To demonstrate the effectiveness of intelligent data placement, we integrated the Pegasus workflow management system14 from the USC Information Sciences Institute with the Globus Data Replication Service,15 which provides efficient replication and registration of data sets. We demonstrated8 that using hints from the workflow management system allowed us to reduce the execution time of scientific workflows when we were able to successfully prestage necessary data onto appropriate computational resources.
This initial work has led us to design a general, asynchronous Data Placement Service (DPS) that will operate on behalf of a virtual organization and accept data placement requests from clients that reflect, for example, grouping of files, order of file requests, etc. Figure 2 illustrates the operation of a DPS for stage in requests issued by a workflow management system. We also plan to incorporate configurable policies into the data placement service that reflect the data distribution policies of a particular VO. Our goal is to produce a placement service that manages the competing demands of VO data distribution policies, data staging requests from multiple competing workflows, and additional on-demand data requests from other clients.

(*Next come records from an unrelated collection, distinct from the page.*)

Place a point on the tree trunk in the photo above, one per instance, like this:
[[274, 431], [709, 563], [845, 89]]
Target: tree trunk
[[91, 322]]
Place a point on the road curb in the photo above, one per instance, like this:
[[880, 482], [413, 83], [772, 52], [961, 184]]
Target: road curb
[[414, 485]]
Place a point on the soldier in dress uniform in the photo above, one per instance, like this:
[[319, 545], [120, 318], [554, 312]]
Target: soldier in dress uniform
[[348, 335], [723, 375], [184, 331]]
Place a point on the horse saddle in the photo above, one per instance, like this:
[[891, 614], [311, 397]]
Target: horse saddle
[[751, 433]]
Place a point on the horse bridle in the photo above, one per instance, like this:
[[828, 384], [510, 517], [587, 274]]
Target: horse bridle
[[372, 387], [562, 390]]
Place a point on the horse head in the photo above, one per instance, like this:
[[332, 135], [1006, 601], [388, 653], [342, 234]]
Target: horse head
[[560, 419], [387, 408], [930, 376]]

We have implemented an initial version of the data placement service with a planned software release in October 2007. This implementation modifies and significantly extends the existing Globus Data Replication Service. The implementation uses several Globus components, including the Java WS Core that provides the basic infrastructure for supporting web service deployment and generic operation support such as basic state management, query operations, endpoint references, etc.; the Globus Replica Location Service that provides registration and discovery of of data items; the GridFTP data transfer service for secure and efficient data staging operations; and the Grid Security Infrastructure for secure access to resources in the distributed environment.